THE CUT - The Joy of Fran

Courtesy of The Cut

Twenty-one years after the end of The Nanny, we’re still in her thrall.

What you first need to understand is that I learned joie de vivre from The Nanny. Literally, as in the phrase: It sneaked into the theme song to describe the stock-in-trade of the flashy girl from Flushing, as the Nanny was, and as Fran Drescher, its star and creator, was. Ann Hampton Callaway wrote that song for her and did its jazzy performance, a stepping-stone on the way to writing hits for Barbra Streisand, which, if you’re a Jewish girl from the boroughs, as Drescher is, is a little like saying Callaway wrote for some little yeshiva Yentl before ascending, pen in hand, to work for G-d Herself.

The joy of Fran! The Jewish girl onscreen who wasn’t a meeskite but a bombshell, who turned what could have been a career-killer — a face that could launch a thousand ships paired with a voice that could sink them — and made it, through gale-force charm, a selling point, a calling card. Thirty years’ worth of journalists have struggled to describe her nasal whinny. I like Los Angeles magazine’s version: the voice of “a Bloomies perfume spritzer in heat.” Teachers told her to lose it, and she tried. But when she trained it out of herself, she lost her whole personality and spoke at a snail’s pace. She remembers drawling her way through an audition for a part in an epic television drama and losing out to Jane Seymour. “They said to my manager, ‘You know, she did fine, but she talked too slow, and it’s only an 18-hour miniseries,’ ” Drescher says. “So that was kind of the end of that.”

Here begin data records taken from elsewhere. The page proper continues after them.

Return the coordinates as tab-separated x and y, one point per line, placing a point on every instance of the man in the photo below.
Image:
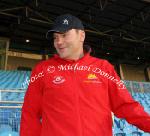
73	93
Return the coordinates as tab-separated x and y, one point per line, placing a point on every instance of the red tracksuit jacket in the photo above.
75	98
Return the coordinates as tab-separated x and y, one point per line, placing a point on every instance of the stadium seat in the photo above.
9	133
5	128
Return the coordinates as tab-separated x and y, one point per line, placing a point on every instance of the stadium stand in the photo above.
13	85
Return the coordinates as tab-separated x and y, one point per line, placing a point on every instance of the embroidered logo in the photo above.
50	69
65	22
58	80
92	78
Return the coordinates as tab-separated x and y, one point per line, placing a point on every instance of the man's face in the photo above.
69	45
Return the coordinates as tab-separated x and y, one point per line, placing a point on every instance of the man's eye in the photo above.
63	35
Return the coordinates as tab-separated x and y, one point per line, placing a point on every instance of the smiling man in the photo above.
77	92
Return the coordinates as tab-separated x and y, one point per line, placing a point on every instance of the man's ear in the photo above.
82	35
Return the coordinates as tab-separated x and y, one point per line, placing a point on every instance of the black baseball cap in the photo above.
64	23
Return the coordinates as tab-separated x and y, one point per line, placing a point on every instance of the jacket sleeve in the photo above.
31	110
124	106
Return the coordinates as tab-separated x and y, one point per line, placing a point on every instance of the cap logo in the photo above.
65	22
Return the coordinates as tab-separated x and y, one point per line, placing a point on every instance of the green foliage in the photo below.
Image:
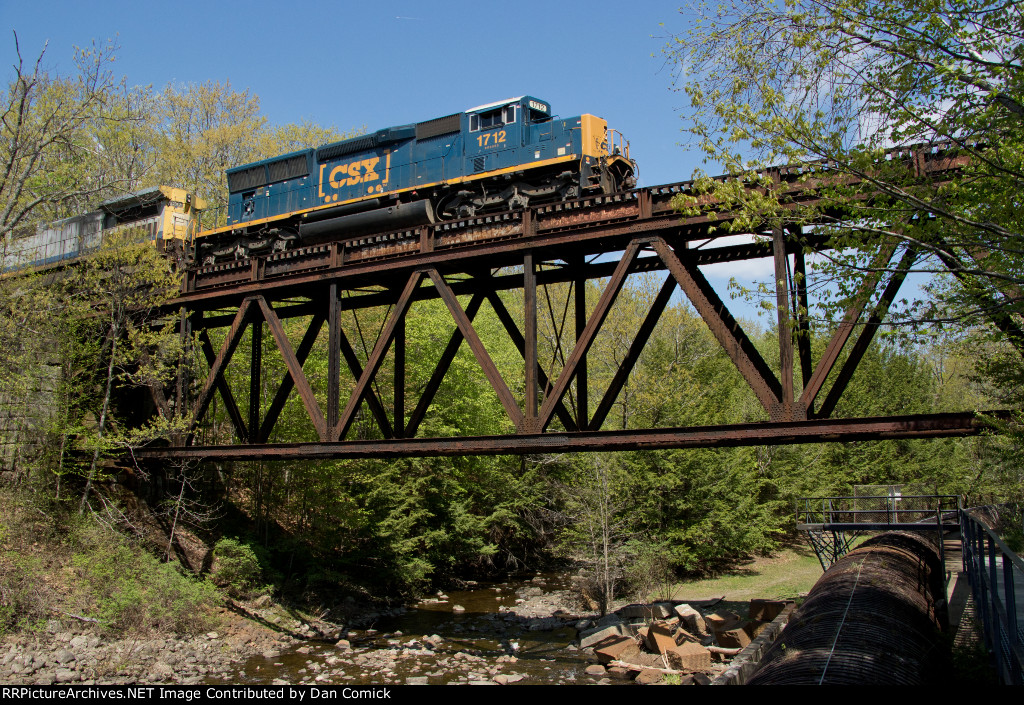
130	591
239	568
841	82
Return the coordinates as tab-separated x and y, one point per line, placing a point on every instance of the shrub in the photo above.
238	568
129	590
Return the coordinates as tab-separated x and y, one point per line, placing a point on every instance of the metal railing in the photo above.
889	509
995	574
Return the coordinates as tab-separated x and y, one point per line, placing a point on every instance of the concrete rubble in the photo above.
675	643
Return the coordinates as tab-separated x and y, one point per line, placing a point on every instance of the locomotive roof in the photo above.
496	105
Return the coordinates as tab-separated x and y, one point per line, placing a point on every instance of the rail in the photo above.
995	574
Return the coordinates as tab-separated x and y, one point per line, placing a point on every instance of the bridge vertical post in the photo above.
399	377
784	331
184	331
580	295
529	335
255	376
334	357
803	325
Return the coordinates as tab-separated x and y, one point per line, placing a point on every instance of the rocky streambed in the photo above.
507	633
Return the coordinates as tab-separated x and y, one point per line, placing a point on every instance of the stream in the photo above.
504	633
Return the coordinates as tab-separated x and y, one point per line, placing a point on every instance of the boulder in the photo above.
720	621
689	657
648	677
736	637
659	637
610	649
691	619
592	636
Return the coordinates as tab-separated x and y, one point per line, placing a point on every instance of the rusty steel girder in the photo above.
601	240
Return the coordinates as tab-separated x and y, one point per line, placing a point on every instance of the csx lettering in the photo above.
361	171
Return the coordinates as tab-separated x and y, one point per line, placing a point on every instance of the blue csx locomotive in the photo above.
505	155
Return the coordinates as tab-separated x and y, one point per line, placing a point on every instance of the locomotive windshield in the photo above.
495	118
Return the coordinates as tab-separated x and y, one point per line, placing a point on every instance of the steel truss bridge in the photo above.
592	241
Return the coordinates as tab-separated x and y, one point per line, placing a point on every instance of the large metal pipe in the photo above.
876	617
379	220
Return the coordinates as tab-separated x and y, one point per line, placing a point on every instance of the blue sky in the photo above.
393	61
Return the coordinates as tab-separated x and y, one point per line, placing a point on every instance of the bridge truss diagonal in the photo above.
505	263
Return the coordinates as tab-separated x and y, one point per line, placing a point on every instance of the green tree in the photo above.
118	288
835	84
61	138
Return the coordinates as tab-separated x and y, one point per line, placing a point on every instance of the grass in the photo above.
786	575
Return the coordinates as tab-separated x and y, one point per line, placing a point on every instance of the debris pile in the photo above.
672	641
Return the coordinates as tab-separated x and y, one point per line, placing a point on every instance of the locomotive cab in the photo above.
505	155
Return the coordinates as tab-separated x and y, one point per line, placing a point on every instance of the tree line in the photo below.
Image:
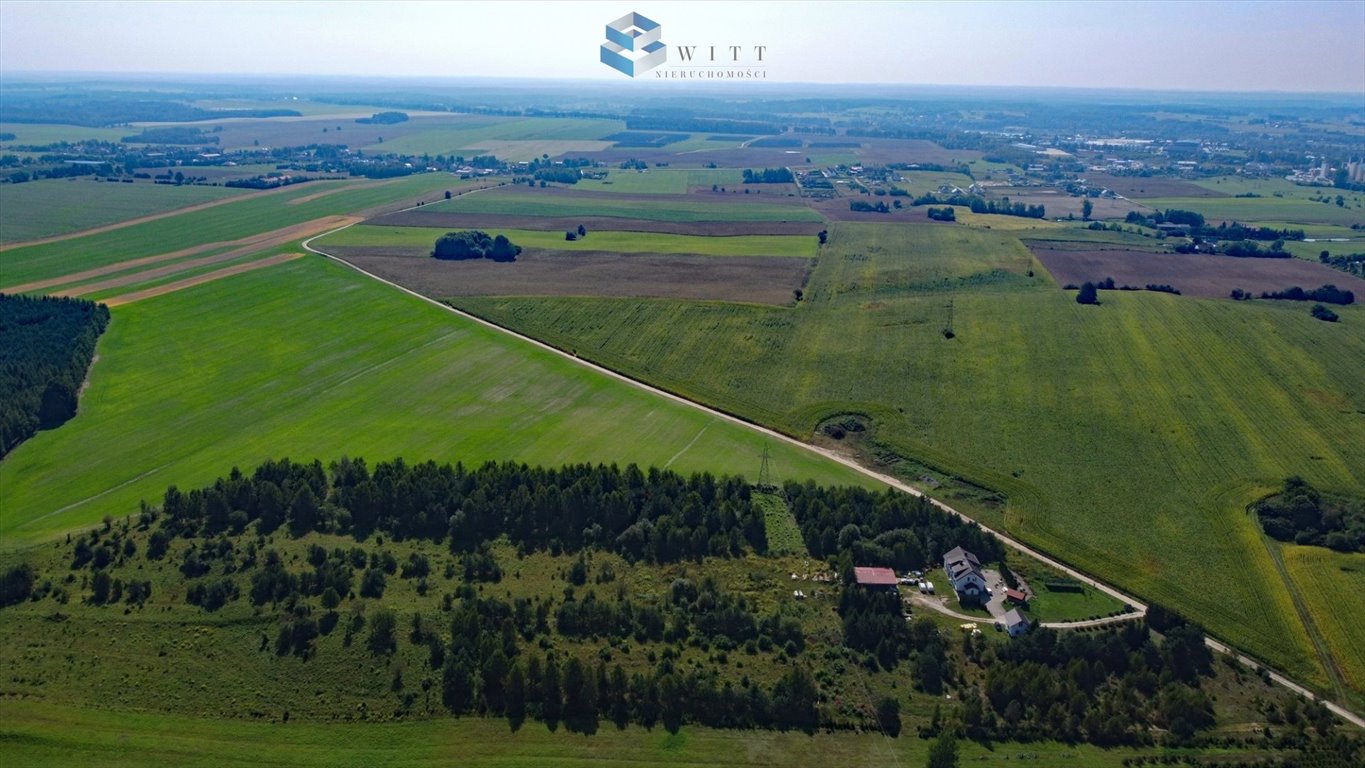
979	205
475	244
47	351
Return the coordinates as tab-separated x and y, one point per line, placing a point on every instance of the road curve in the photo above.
1140	609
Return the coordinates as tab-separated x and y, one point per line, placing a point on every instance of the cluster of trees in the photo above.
475	244
48	347
265	182
384	119
705	611
979	205
1327	293
1302	514
654	516
1323	314
767	176
1104	688
558	175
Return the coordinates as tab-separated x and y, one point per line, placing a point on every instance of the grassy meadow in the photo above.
515	201
52	206
313	359
1128	437
231	221
595	240
42	734
662	180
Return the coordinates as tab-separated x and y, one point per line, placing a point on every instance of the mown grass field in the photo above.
47	208
595	240
311	359
518	138
527	202
1129	437
29	134
41	734
662	180
231	221
1301	213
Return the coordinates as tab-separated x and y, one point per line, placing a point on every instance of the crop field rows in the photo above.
42	209
1039	414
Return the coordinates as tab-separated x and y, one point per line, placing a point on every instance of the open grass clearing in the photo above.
1300	213
595	240
520	138
765	280
362	371
42	734
1128	437
225	221
58	206
662	180
1195	274
516	201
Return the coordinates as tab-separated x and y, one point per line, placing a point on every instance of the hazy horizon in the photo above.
1263	47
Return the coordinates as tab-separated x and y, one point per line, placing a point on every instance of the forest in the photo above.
48	347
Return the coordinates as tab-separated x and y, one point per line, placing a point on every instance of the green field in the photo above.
1128	437
41	734
224	223
201	379
42	209
32	134
527	202
1323	577
662	180
487	135
595	240
1301	213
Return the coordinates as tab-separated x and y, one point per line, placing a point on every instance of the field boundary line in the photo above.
1018	546
198	280
144	218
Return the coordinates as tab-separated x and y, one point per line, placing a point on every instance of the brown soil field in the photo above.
1151	186
594	223
199	278
243	247
767	280
1192	274
145	218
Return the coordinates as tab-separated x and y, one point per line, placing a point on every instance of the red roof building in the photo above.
875	576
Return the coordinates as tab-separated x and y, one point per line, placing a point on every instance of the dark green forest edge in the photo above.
48	344
302	554
1304	514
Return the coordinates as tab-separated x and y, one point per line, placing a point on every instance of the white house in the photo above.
964	572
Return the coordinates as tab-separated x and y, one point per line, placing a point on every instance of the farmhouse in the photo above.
964	572
1014	622
875	577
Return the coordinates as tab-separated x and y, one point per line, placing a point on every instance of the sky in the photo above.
1244	45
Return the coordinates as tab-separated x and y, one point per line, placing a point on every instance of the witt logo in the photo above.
632	45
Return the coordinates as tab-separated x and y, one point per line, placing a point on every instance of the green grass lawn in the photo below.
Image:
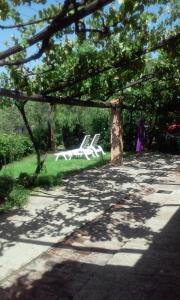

If you are of the generation that grew up on Drescher — those of us who were impressionable, and often latchkey, kids during her nannying days, from 1993 to 1999 — it is more than a little surreal to find yourself suddenly in communication with her, like meeting a former babysitter years later, each of you older, wiser, and a little wider, the dynamics of your relationship subtly changed. At 62, Drescher is both a whole new woman — a cancer survivor with a foundation to advocate for early detection, prevention, and policy; a marijuana evangelist; and a fiery political opinionator with a snappy anti-capitalist bent — and exactly the one you feel you know. Her text messages are spangled with kiss-print emoji. She loves an espresso martini, the height of ’90s elegance.